Assistant Curator
High Elevation Ethnobotany
and GLORIA
William L. Brown Center
Research Interests
• Ethnobotany / Ethnobiology
• Plant Ecology
• Climate Change
Biases in the use of importance measures in ethnobotanical studies. Dr. Hart is a research specialist in the William L. Brown Center (WLBC) who studies ethnobotany and the effects of climate change on plant communities. Ethnobotanical studies, like other biological inventories, comprise huge data sets: at the most fundamental level, lists of species used. After fieldwork is concluded, analyzing, interpreting and reporting data offers significant challenges. Ecologists use various importance metrics, such as abundance and dominance. Ethnobotanists are faced with a similar challenge – in a large survey, which plants are most important?
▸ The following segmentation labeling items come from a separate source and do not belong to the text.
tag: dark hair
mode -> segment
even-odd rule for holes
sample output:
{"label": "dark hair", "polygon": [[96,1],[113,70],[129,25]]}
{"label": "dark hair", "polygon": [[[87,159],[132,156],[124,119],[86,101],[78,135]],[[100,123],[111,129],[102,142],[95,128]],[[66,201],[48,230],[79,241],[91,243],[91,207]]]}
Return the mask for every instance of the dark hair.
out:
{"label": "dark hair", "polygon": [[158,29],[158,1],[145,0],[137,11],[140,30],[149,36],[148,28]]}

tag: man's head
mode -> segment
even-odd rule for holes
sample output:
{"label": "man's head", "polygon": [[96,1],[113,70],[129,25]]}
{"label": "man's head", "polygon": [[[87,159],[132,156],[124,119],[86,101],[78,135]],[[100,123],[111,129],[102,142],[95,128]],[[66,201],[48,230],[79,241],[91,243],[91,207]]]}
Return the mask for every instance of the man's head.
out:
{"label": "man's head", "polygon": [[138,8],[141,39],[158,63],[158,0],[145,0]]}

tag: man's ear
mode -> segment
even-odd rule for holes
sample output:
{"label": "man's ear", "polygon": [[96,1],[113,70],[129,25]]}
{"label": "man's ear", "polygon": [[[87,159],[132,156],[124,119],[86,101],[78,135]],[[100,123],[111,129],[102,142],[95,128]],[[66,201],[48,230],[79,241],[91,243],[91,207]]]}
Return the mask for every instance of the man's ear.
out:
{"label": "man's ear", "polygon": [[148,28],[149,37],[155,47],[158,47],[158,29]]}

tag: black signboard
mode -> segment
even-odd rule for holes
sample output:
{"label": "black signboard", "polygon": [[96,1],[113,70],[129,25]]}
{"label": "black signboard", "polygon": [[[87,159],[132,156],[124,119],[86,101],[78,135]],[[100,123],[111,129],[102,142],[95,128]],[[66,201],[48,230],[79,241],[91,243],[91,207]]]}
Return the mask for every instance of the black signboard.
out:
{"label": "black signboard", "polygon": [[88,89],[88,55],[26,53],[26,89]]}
Ethnobotanical metrics such as “Cultural Importance” and “Use Value” attempt to highlight the vital parts of these large datasets, which document human uses of plants. But these metrics may bias data in unexpected ways. Ethnobotanists at the Garden's WLBC have recently shown in a large study of useful plants of the Caucasus that as the Use Value of a given species increases, so does its chance of being collected from a home-garden, rather than from the wild. The inverse is true of Cultural Importance, which tends to favor wild plants. Working with researchers in the WLBC, the REU student would find and analyze a larger body of published ethnobotanical datasets against a number of commonly used importance metrics, assess bias in these metrics, review how these biases may have affected the ethnobotanical literature more broadly, and offer suggestions for more nuanced use of these metrics in the future. Students comfortable working independently for periods of time, with some familiarity with primary literature, and with ethnobotanical interests would be ideal for this project. During the project the student will learn basics of analysis in the R statistical framework, so experience or interest in quantitative methods and/or coding would be very helpful.